Trade-A-Boat

LADIES OF THE DEEP

HMAS Swan was a River-class destroyer escort. She and her sister ship HMAS Torrens were ordered as replacements for HMAS Voyager, a destroyer lost following a collision with the aircraft carrier HMAS Melbourne in 1964.

Swan was constructed at the Williamstown Dockyard in Melbourne, while Torrens was built simultaneously at Cockatoo Island in Sydney.

Swan was five years in the making (1965-70) and, at $22 million, she was the most expensive warship ever built in Australia up to that time.
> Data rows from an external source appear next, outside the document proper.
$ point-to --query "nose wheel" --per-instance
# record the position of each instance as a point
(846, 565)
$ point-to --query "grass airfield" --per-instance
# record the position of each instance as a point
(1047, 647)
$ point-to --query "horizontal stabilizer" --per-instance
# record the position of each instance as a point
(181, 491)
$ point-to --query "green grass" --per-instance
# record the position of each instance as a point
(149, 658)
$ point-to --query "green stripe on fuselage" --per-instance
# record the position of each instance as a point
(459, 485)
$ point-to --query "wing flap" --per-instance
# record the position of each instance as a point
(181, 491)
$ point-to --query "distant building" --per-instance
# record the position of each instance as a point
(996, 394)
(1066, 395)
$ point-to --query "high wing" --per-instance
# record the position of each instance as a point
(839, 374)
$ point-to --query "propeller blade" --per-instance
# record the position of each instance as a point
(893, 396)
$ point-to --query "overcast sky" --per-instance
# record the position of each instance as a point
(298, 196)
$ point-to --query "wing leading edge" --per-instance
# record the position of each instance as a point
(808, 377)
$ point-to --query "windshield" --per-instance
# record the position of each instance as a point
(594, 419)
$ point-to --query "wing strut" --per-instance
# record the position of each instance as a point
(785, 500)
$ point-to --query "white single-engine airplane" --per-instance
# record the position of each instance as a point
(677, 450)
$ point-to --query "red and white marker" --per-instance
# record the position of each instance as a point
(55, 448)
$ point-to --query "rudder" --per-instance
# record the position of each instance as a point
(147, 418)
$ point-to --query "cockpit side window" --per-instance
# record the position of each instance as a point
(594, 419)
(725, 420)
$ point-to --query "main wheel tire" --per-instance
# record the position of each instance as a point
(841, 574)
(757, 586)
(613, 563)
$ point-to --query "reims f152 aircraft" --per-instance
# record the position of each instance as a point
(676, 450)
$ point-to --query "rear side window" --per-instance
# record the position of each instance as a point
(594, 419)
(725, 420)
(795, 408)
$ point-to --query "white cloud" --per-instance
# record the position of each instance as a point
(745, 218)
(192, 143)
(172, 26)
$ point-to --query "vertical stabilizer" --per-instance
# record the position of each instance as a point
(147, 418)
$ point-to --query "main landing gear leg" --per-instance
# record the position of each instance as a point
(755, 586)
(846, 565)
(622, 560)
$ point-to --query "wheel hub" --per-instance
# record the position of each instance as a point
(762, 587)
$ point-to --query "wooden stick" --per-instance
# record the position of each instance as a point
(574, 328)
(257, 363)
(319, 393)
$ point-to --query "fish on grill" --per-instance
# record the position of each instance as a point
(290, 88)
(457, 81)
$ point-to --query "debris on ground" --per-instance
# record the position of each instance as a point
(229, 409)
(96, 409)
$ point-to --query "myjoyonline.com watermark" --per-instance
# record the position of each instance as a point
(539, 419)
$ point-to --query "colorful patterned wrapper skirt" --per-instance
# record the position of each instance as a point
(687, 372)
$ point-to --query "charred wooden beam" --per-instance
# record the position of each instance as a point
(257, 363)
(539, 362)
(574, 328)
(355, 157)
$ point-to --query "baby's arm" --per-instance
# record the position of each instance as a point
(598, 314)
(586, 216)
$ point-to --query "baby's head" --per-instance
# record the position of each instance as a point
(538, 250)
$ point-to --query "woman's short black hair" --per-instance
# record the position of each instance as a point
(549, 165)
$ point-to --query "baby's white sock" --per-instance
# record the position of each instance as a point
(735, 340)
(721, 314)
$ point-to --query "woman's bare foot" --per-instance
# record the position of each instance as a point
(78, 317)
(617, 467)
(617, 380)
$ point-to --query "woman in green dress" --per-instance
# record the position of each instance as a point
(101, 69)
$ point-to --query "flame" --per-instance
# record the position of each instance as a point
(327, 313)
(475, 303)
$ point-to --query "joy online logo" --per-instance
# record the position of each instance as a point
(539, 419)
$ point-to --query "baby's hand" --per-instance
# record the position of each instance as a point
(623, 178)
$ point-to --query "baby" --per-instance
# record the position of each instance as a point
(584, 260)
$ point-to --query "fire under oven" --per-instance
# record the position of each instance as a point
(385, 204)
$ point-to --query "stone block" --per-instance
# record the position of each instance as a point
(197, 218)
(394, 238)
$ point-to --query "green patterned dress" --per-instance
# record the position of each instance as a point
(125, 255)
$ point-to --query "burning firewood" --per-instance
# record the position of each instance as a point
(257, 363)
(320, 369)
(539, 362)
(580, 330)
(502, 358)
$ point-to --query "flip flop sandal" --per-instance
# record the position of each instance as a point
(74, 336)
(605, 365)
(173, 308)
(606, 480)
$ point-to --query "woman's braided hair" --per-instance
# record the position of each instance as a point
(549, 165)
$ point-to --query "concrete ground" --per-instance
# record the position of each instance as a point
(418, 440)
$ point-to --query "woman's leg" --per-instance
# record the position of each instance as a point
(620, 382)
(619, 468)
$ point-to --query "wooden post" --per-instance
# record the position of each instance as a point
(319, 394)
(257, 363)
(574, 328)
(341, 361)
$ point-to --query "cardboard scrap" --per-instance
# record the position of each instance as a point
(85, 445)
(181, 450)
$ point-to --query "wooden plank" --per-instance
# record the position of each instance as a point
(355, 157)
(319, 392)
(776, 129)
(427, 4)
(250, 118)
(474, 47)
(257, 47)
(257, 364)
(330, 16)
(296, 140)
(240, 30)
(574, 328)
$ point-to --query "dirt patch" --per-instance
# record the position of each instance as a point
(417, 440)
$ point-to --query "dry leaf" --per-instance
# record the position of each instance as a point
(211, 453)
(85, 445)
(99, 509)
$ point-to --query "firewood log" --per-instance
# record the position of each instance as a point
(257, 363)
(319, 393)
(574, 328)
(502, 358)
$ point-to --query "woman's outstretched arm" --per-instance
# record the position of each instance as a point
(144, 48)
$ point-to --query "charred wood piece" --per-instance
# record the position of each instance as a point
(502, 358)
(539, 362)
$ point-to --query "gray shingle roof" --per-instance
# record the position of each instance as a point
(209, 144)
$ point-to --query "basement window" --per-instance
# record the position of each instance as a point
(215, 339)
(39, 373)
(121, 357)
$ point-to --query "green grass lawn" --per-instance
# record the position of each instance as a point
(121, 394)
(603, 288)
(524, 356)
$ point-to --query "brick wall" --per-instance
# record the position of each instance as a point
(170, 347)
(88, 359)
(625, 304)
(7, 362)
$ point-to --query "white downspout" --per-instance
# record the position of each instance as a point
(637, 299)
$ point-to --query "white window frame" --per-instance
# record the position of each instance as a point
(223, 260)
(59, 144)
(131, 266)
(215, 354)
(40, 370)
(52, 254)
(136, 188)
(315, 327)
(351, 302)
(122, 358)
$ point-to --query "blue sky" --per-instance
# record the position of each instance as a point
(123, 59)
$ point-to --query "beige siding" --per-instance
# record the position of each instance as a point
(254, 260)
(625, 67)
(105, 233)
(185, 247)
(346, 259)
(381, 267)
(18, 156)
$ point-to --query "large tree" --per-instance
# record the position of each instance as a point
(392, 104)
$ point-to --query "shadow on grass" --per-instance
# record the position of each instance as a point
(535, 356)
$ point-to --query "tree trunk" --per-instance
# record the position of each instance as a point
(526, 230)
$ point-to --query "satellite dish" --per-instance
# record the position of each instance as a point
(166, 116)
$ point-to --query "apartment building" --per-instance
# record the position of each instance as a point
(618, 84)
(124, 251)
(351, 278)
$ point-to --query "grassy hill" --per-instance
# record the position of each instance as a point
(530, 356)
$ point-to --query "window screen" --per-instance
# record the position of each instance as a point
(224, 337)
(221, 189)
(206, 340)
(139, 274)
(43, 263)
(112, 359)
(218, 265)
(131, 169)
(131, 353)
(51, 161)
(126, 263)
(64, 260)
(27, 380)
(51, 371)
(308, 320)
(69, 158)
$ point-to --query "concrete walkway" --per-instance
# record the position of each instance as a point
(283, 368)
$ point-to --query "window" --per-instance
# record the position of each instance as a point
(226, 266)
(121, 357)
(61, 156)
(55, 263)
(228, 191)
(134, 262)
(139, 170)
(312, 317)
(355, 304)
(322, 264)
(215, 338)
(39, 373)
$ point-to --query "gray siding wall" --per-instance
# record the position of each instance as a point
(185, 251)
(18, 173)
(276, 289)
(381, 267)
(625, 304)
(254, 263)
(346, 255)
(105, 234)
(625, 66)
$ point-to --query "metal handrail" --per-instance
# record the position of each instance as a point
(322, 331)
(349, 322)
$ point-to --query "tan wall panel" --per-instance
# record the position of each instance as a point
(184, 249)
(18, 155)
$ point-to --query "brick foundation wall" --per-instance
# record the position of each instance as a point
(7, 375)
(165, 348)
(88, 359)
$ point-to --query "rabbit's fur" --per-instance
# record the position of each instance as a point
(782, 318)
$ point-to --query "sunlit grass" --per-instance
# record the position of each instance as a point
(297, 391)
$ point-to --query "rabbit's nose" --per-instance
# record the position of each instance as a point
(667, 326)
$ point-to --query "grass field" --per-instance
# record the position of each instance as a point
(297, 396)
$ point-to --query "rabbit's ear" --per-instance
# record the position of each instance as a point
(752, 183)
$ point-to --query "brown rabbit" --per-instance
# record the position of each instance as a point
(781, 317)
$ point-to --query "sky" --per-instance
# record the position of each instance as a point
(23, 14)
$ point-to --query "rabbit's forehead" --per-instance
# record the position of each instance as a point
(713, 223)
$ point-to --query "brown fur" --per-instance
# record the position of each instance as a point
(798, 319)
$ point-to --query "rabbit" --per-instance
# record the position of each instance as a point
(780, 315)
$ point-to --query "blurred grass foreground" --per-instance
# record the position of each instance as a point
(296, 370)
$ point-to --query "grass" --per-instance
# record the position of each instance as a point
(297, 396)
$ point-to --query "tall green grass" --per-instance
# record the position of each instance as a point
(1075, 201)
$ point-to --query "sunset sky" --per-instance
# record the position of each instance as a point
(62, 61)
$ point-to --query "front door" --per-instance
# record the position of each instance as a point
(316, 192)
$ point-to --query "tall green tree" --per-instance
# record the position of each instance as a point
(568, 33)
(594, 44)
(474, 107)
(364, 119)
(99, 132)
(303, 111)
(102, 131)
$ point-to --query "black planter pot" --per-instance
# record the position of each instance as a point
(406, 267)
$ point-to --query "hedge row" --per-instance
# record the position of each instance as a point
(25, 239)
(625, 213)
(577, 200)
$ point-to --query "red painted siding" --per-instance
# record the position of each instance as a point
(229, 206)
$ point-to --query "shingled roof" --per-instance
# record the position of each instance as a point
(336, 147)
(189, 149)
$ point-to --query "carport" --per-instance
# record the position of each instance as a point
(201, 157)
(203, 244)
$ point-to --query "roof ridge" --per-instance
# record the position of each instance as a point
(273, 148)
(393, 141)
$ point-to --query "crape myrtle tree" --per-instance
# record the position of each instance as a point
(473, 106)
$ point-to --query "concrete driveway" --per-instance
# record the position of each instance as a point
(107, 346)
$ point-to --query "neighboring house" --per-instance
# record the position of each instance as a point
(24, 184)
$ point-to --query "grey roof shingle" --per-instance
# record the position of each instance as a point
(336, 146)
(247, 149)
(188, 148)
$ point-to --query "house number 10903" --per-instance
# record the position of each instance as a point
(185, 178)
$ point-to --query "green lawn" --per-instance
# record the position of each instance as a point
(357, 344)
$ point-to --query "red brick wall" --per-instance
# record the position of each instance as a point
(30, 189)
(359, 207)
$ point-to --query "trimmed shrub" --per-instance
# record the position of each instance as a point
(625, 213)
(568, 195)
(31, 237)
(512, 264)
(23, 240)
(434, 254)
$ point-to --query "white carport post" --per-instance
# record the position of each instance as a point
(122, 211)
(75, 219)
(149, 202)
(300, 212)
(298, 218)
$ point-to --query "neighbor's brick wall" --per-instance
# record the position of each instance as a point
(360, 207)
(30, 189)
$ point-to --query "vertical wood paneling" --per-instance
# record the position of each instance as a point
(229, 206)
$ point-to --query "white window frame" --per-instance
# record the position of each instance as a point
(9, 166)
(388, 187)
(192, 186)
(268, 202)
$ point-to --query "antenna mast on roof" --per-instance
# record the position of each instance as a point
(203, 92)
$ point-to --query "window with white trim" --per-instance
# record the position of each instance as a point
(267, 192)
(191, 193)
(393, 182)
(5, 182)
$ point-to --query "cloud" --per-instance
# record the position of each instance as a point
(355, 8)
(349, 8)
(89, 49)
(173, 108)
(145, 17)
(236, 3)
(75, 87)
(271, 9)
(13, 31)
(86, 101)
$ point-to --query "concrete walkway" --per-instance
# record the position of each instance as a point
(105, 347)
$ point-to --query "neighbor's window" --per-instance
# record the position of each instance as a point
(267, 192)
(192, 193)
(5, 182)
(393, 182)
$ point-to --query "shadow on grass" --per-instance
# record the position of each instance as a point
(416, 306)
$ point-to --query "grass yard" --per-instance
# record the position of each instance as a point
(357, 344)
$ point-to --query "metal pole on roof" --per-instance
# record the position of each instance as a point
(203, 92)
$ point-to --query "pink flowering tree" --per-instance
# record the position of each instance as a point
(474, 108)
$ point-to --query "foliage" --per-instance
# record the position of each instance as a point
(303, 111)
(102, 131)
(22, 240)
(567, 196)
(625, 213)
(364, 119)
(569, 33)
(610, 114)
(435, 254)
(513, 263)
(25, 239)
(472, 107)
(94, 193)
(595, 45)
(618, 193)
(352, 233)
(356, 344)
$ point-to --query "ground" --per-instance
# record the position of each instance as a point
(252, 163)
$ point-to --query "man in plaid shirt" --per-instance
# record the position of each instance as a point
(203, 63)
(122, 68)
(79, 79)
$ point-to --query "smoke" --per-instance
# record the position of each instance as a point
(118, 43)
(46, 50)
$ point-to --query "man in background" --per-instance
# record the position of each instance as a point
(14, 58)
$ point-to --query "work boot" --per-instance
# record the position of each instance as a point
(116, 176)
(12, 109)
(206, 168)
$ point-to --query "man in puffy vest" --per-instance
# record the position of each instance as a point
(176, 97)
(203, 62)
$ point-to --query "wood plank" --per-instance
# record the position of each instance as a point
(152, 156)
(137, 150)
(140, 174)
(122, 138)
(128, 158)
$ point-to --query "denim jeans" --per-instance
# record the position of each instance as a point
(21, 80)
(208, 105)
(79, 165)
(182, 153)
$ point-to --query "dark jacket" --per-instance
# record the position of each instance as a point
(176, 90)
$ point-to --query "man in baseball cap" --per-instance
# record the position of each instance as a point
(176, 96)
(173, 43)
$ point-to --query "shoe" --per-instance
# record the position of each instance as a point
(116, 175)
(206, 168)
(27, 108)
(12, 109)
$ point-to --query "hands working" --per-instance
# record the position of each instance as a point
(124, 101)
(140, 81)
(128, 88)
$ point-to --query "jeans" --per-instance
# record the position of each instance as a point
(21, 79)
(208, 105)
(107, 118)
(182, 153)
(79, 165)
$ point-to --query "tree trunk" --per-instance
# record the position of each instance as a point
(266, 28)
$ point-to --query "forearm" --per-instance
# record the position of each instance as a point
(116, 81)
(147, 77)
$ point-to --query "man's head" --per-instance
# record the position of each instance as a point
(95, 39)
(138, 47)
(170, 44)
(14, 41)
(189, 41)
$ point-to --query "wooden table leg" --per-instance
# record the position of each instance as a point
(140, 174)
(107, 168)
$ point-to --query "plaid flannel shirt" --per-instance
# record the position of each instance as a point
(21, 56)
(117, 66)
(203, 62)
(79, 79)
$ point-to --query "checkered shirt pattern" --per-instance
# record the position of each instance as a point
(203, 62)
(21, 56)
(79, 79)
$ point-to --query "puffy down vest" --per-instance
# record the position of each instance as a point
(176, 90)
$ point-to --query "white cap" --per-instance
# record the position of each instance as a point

When commissioned in January 1970, she was also the most sophisticated, being the first Australian ship to have a computer-controlled and radar-guided gun turret and automatic steering.

Swan was the third Australian warship to be christened by that name (her two predecessors having won battle honours in the Adriatic in WWl and the Pacific in WWll), but to her crew she was affectionately known as the "Fluffy Duck".

Although the Vietnam War was on at this time, Swan had only a limited involvement in it, escorting Australian vessels to the war zone several times during 1971.

In fact, she saw no action during her time in service, but her versatility underscored a very busy and colourful RAN career, some highlights of which were: escorting the Royal Yacht Britannia during a Royal visit to Thailand; rescuing the crew of the disabled yacht Cutty Sark in mountainous seas (earning the ship’s swimmer team the Fleet Commander's Commendation for bravery); rescuing 72 Vietnamese refugees from a dangerously overloaded 35-foot boat in the South China Sea; being the first Australian warship to visit China (Shanghai) since the formation of the People's Republic and, on the same deployment, the first to participate in joint exercises with the Japanese Maritime Self-Defence Force.

Also, while participating in Exercise Tasman became the first RAN ship since the cruiser HMAS in 1942 to empty her entire magazine (of 1081 4.5-inch shells) in the one event.